How to Hire Great Talent

The Two-Hour Interview

The best way to smoke out a real winner when you’re interviewing someone for a job? Make it a two-hour interview.

Three hours is even better, and it’s worth the investment of time. Let’s presume you’re only interviewing your short list. Almost any reasonable candidate can ace a fifteen-minute interview filled with “What would friends say is your biggest flaw?” or “If you were a tree, what kind of tree would you be?” or “Who is on your personal Mount Rushmore?” questions.

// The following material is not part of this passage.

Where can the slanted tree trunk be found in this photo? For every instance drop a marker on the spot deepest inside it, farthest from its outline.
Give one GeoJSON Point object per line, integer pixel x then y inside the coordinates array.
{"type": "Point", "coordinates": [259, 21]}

You can tell within a couple of minutes if a person is wrong for you or your radio station, but drawing out the interview for a couple of hours is a great way to find out whether you actually like the person enough to work with them for the next ten or twenty years. After the first 15 minutes I get into chat time. Exchange experiences, stories about high school and college, earlier jobs, whatever. Get the person off their Career Center rehearsed responses and find out what they’re really like.

Here’s a great example: This past February, a woman named Gay Vernon, who was my News Director of over 20 years, resigned. At her going-away party she announced to all present that back in 1991 I had interviewed her for at least two hours and all we did is talk about baseball, and at the end I said, “So, do you want the job?” Big laughs from everyone. And I got up and said, “That’s true, but look at the results.”

She was an excellent News Director, morning show Talent and co-host of our award-winning program “Exceptional Women” for over two decades. The interview wasn’t quite the way she described it, but she had the gist. Why did we spend that time discussing baseball? Because I’m a big baseball fan and she mentioned that her Dad, Mickey Vernon, was a four-decade Major League ballplayer. Two-time American League batting champion who played for the Washington Senators for many years and spent a couple of seasons playing 1st base for the Red Sox. I remember seeing him play when I was a kid. What came out of the long baseball discussion? It was very clear that Gay Vernon was talented, professional, spoke well of past employers – even those who had not treated her well – and was an interesting and enjoyable person to be around. So I hired her. And it was a great call.

Had I only spent 15 minute asking her rote questions, I might have hired her anyway, but I might not have. Had I not, I would have in effect taken a called third strike. But I did. She was a great hire, and I wound up hitting one out of the park. Those two hours were time well spent.